Please join us Friday, November 26th at 3:30pm for our next talk of the 2021-2022 McGill Linguistics Colloquium Series. If you are planning to attend talks and have not yet registered, you can do so here (you only need to register once for the 2021-2022 year). After registering, you will receive a confirmation email containing information about joining the meeting.

Speaker: Ewan Dunbar (University of Toronto)

Title: Probing state-of-the-art speech representation models using experimental speech perception data from human listeners


The strong performance of neural network natural language processing has led to an explosion of research probing systems’ linguistic knowledge (whether language models implicitly learn syntactic hierarchy, whether word embeddings understand quantifiers, and so on), in order to understand if the data-crunching power of these models can be harnessed as the basis for serious, theoretically-grounded models of grammatical learning and processing. Much of this “(psycho)linguistics for robots” work has focussed on textual models. Here, I show how we have applied this same approach to phonetics. In particular, we probe state-of-the-art unsupervised speech processing models and compare their behaviour to humans’ in order to shed light on the traditionally hazy and ad hoc construct of “acoustic distance.”

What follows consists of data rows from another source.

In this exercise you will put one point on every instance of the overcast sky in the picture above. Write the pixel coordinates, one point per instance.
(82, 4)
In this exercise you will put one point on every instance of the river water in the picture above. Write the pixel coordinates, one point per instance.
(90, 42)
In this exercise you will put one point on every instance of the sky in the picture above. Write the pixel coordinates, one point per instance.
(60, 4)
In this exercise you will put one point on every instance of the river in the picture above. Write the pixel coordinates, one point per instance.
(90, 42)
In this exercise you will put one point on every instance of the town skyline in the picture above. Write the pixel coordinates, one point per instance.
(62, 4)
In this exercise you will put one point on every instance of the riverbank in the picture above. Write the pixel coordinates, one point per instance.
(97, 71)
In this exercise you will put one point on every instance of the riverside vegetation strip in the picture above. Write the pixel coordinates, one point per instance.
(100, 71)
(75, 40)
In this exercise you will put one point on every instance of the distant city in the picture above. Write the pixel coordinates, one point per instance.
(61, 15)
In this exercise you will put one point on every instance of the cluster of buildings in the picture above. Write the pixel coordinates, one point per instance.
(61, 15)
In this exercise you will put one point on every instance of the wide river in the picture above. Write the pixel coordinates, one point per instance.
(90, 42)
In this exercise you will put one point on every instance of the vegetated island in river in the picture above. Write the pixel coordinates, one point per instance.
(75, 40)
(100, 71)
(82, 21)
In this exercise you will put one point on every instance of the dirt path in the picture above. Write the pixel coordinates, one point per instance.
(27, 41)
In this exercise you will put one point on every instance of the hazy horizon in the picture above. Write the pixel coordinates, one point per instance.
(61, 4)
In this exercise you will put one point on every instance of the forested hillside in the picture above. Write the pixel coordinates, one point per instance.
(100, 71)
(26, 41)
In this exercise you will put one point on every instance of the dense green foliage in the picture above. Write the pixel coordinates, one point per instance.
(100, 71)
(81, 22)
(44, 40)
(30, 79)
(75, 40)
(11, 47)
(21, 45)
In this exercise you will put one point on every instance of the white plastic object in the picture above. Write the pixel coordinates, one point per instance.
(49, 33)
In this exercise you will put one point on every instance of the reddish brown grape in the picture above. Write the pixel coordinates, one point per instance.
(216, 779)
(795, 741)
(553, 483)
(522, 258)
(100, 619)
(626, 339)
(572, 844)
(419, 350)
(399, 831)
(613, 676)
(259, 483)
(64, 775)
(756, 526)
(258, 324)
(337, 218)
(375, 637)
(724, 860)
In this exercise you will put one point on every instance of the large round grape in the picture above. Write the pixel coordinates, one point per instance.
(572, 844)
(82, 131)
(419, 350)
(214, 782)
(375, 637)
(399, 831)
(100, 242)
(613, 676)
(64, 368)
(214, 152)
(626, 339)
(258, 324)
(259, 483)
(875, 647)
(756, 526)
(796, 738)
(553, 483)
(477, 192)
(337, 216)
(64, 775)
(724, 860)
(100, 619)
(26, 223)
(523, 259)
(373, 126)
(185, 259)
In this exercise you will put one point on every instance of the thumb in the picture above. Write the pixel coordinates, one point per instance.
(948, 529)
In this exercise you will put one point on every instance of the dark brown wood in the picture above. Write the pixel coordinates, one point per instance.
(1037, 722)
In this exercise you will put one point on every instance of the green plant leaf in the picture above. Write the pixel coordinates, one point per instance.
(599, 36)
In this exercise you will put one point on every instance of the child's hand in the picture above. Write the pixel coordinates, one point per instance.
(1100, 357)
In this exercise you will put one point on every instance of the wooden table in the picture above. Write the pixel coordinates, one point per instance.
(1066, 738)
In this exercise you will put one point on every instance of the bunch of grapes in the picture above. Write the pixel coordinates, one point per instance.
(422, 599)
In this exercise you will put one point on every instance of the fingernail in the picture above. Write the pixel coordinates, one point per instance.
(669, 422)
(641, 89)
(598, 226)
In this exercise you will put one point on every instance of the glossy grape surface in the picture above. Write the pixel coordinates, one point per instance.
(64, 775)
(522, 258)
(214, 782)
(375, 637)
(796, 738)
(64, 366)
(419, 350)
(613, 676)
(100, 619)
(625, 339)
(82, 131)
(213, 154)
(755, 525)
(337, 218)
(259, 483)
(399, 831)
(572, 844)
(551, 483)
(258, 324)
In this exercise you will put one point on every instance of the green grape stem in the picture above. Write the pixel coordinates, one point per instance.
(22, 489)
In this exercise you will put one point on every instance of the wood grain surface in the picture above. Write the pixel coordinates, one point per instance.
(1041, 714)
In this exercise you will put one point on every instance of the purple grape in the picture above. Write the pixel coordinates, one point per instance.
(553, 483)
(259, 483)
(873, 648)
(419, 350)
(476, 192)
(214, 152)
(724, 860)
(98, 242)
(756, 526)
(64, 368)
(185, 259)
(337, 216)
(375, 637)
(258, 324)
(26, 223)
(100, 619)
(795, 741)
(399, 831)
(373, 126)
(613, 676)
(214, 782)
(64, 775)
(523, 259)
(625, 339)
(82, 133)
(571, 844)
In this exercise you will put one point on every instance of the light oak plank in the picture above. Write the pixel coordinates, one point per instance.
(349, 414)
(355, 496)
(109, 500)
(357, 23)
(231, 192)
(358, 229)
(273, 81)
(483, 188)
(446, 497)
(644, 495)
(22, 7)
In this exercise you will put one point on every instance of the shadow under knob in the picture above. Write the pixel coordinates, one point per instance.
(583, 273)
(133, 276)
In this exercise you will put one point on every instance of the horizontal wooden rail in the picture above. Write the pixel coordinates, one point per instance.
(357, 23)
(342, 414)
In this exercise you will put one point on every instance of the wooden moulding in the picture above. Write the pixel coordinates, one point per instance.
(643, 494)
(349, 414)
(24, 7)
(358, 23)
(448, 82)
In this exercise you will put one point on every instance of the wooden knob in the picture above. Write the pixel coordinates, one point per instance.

On the basis of a series of simple, broad-coverage speech perception experiments run on English- and French-speaking participants, I compare human listeners’ behaviour (how well they discriminate sounds in the experiment) to the “behaviour” of representations (how well they separate those same stimuli) which come from models trained with the express purpose of building better representations to be used in automatic speech recognition. For example, Facebook AI’s recent wav2vec 2.0 model takes large amounts of unlabelled speech as training data, and learns to extract a representation of the audio that is highly predictive of the surrounding context; it has now proven extraordinarily useful for replacing off-the-shelf audio features, to the point that some of the best-performing speech recognition systems today have switched to using these representations, which has substantially reduced the amount of labelled data needed to train high-quality speech recognizers.

We use the comparison with human behaviour to show that, for this and related systems, contrary to what many researchers may have *thought* these systems are doing, they are not really “learning representations of the sound inventory” of the training language, so much as learning good representations of the acoustics of speech – so good that they are very good models of “auditory distance” in human speech processing, but, notably, they lack the categorical effects on speech perception which are pervasive in human listening experiments, and they only show very weak effects of the language on which they are trained, unlike our human listeners. As well, I present new evidence that “speech is special” in human auditory processing, by comparing learned representations trained on speech data to the same models, trained on non-speech data. We show that representations trained on non-speech are very (very) poor predictors of human speech perception behaviour in experiments.